Comparison of ways of visualizing individual-level Likert data: line plots and heat maps and mosaic plots, oh my!

Last week, I wrote a post where I talked about how my training in evolutionary ecology led me to try reaction norms (that is, paired line plots) for plotting paired Likert data. I had already tried a few other options, but didn’t include them in that post, and I got some feedback on that post that gave me more ideas. There was also a request for code on how to actually generate those plots. So, this post shows four different ways of visualizing individual-level responses to paired Likert-scale questions (paired line plots, dot plots, mosaic plots, and heat maps). It does that for two different comparisons, leading me to the conclusion that the type of plot that works best will depend on your data. I’d love to hear which ones you think work best — there are polls where you can vote for your favorite! And, if you’re working on similar data and want to see code, there’s an associated Github repo, but it comes with the disclaimer that my code is good enough, but definitely not elegant.

Do you think climate change is happening? Overall class responses

I’ve been mostly interested in exploring how to look at individual-level paired responses, but I’ll start with some plots showing summaries of Likert-scale data. Everything I present in this post is based on a collaborative project with Susan Cheng and JW Hammond that seeks to understand how student understandings of climate change shift over the course of introductory biology. As part of that survey, we asked students:

Do you think that climate change is happening?

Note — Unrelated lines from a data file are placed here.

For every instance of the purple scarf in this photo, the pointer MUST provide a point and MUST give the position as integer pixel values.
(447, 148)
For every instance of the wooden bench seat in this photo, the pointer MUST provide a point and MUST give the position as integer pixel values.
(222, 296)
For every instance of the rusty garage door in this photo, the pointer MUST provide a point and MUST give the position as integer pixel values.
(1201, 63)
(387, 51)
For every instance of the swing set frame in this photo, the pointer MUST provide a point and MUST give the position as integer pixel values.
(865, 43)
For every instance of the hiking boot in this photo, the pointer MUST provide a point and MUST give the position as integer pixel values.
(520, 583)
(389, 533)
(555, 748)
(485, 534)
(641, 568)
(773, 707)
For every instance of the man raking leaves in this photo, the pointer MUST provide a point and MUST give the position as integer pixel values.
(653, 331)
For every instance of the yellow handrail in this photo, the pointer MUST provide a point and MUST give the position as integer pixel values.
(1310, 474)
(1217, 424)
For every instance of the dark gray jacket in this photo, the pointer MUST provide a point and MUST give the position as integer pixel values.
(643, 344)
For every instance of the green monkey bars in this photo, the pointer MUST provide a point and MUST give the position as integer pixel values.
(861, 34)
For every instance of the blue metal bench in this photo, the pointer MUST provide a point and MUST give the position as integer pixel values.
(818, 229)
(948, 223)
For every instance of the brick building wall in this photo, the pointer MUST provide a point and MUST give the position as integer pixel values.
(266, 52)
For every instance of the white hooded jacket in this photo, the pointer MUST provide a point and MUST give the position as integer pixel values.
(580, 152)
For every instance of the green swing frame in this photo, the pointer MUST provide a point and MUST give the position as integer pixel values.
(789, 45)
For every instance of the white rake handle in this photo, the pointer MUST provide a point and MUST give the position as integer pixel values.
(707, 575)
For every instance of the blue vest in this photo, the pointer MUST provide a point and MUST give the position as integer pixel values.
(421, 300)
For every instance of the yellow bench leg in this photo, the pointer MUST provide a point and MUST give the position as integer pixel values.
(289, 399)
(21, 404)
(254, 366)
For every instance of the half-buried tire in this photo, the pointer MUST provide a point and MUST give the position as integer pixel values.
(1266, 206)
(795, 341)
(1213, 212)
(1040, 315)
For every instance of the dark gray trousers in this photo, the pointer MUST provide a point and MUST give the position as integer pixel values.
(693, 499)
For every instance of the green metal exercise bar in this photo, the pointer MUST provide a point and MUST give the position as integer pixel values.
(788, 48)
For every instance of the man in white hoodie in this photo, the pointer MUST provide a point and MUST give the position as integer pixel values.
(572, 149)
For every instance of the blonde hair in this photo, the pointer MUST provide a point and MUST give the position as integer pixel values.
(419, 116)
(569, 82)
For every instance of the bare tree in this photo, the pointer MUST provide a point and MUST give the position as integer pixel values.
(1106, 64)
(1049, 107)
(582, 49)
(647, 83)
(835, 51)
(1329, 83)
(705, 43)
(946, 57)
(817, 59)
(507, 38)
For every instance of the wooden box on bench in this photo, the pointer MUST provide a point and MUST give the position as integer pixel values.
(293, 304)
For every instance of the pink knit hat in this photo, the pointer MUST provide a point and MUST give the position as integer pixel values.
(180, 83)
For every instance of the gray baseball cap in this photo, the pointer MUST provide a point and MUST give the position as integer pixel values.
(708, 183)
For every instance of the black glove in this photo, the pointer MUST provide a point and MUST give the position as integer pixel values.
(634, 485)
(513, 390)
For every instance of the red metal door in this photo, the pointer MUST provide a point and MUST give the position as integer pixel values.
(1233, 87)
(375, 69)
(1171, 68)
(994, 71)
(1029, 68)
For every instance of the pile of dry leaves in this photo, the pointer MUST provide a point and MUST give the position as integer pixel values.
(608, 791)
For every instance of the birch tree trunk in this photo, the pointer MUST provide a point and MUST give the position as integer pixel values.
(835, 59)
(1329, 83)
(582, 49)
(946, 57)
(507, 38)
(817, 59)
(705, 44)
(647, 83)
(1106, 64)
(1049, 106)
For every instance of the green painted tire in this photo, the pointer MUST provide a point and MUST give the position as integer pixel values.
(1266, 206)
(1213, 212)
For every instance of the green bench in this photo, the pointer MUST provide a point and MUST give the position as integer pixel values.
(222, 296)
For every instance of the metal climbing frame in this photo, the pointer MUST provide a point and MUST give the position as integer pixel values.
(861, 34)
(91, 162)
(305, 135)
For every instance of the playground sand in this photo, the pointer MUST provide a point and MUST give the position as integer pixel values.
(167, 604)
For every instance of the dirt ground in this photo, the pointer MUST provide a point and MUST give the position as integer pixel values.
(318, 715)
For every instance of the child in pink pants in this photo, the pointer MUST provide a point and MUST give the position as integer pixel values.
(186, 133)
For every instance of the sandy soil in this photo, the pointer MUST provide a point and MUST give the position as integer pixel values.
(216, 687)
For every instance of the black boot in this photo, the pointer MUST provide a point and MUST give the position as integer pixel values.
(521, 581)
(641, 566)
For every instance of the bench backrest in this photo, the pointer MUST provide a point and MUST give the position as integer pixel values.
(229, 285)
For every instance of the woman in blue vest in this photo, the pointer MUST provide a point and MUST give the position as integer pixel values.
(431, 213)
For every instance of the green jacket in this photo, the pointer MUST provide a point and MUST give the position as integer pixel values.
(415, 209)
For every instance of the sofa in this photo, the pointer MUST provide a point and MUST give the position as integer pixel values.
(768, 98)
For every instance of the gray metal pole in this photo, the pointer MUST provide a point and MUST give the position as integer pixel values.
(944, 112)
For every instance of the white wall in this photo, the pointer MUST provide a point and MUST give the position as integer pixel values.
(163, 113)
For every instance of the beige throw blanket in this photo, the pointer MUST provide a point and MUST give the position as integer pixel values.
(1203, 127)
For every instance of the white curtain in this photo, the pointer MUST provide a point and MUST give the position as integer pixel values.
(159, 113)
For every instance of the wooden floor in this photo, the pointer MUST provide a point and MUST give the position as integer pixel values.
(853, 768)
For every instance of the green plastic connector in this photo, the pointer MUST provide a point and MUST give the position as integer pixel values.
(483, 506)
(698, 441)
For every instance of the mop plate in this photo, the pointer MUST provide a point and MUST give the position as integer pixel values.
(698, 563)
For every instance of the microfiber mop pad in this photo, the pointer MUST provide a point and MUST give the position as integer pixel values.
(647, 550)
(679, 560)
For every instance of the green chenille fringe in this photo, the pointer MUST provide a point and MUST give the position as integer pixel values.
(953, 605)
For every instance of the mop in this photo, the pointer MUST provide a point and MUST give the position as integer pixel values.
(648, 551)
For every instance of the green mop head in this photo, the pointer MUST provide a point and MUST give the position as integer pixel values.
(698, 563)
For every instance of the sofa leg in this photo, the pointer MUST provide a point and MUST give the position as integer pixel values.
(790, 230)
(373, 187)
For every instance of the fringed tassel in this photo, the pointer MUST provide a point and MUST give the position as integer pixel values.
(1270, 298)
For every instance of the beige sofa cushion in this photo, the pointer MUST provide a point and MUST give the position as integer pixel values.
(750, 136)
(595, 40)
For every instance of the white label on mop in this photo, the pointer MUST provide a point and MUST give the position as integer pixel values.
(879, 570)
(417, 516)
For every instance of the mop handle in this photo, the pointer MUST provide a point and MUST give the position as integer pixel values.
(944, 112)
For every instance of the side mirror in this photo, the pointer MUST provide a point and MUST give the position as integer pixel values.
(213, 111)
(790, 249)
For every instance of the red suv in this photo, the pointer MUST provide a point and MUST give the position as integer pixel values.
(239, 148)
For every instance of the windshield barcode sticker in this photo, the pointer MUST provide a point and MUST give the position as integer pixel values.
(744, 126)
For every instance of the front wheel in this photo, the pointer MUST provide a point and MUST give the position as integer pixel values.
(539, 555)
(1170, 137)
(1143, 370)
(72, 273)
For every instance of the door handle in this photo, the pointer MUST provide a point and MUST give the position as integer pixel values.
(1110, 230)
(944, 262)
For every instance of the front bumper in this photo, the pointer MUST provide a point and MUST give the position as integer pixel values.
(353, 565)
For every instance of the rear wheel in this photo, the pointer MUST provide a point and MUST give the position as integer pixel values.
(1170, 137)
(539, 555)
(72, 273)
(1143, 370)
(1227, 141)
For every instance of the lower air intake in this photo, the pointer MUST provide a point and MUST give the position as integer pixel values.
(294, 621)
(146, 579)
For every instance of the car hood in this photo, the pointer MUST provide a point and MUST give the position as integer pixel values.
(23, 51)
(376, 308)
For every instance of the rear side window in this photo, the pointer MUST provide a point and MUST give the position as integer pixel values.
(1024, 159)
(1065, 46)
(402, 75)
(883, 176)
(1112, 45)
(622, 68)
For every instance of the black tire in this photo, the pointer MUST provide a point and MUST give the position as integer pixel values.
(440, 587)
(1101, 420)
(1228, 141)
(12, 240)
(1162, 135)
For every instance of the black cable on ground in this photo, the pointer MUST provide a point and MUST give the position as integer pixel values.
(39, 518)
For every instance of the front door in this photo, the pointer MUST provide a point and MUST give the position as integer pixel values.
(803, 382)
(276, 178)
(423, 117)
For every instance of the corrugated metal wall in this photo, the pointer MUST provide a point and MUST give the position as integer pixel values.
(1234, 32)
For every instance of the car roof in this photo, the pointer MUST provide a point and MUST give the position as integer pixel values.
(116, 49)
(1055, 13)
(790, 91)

– Yes, and I’m extremely sure

– Yes, and I’m very sure

– Yes, and I’m somewhat sure

– Yes, but I’m not at all sure

– No, and I’m extremely sure

– No, and I’m very sure

– No, and I’m somewhat sure

– No, but I’m not at all sure

– I don’t know

We asked that at the beginning of the semester and the end of the semester. We were interested in understanding both what students think at the beginning of the semester, and how those views change (or don’t) over the course of the semester.

Here was the first plot I made to look at the data:

two bar plots. The one on top is from the beginning of the semester and the bottom is from the end. Most students chose "yes, extremely sure" on both, but it's much more skewed at the end

Not bad, and we could definitely make those x-axis labels neater, but we’re probably not going to use this plot, so let’s move on. Would it be easier to compare if we plot things side-by-side?

same data as in previous post, but this time the bars are side-by-side and in different colors

Again, that could use more work if we were going to use it, but we’re not (I actually think the first one looks better), so let’s move on.

I knew, based on earlier work I had done, that I was likely to want to use the really excellent Likert package. Let’s try that:

a plot with sideways stacked bars at the top for the beginning and on the bottom for the end. The biggest section of each is dark green, indicating the "Yes, extremely sure" option

Pretty! That’s definitely the best of the visualizations of the aggregate data! The way the Likert package plots work is by putting all the “yes” answers off on the right in green (with darker shades of green indicating the more sure responses). The “no” responses are on the left of the plot, but there are so few you can barely see them. The “I don’t know” are in gray in the middle. The percents indicate the total percent of students in the “no” category (on the left), in “don’t know” (in the middle), and in the “yes” categories (on the right). So, in short: students entered the course overwhelming agreeing that climate change is occurring, and became more sure of that over the course of the semester.

But remember that one of the things we are interested in is comparing responses of individuals. We have no idea how individual student views shifted (or didn’t). Do some students change a lot? Do some become less sure that climate change is happening? We can’t tell that from the previous plots. So, let’s move on to try to get a sense for how views of individual students changed, comparing four different options.

Do you think climate change is happening? Comparison of four ways of visualizing paired, individual-level, Likert-scale data

As I wrote about in my earlier post, my first thought was to use paired line plots, based on reaction norms in evolutionary ecology. Here’s a paired line plot for this data:

lines going from "beginning" on the left to "end" on the right. Most lines are up at the top (yes, and I'm very or extremely sure) and most have slopes that are flat or positive

For this paired line plot, student responses at the beginning and end of the semester are connected by a line. Lines are partially transparent and slightly jittered, so lines that appear darker and thicker represent more common combinations of responses. This figure lets us see that most students became more sure or stayed equally sure (that is, most lines go up or are flat). Some students make very large leaps (a line with a large positive slope), and a few students become less certain (as indicated by a line with a negative slope).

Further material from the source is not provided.